Fresh Grouper with Key Lime Cilantro Butter | Chef Judi
Key Lime-cilantro Butter:
- 1 stick softened French or Irish butter
- 1 teaspoon fresh lime juice
- 1 teaspoon lime zest
- ¼ cup minced fresh cilantro
- Splash hot sauce
- 1 shallot minced
- 2 seven-ounce grouper filets
- 1 teaspoon olive oil
- 1 teaspoon canola oil
- Fresh ground sea salt and fresh ground black pepper
Daikon radish and cucumber slaw:
- 1 cup julienned cucumbers
- ½ cup julienned red peppers
- 2 peeled carrots julienned
- 1 cup daikon radish peeled and julienned
- 2 TBSP. rice vinegar
- 2 TBSP fresh squeezed lime juice
- Fresh minced cilantro
- 1 TBSP. sugar
- 1 TBSP. gluten free soy sauce
- ½ teaspoon sesame oil
- Combine ingredients for key lime butter. Chill in refrigerator (I often make a double batch to have extra butter for a grilled chicken dinner later that week.)
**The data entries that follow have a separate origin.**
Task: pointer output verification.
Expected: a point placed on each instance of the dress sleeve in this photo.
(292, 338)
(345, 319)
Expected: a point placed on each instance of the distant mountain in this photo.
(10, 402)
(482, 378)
- Preheat oven to 400 degrees. Season grouper with salt and pepper and Coastal seafood blend (St. Armand’s Spice & Tea Exchange)
- Heat the oils in a large skillet just until oil begins to smoke. Add grouper top side down and cook about 2 minutes, until fish is crisp on top.
- Do not turn over.
- Place skillet in oven for another 6 minutes until grouper is cooked through but still moist.
- Remove from oven and top with chilled key lime cilantro butter.
- Top with Daikon cucumber slaw and serve.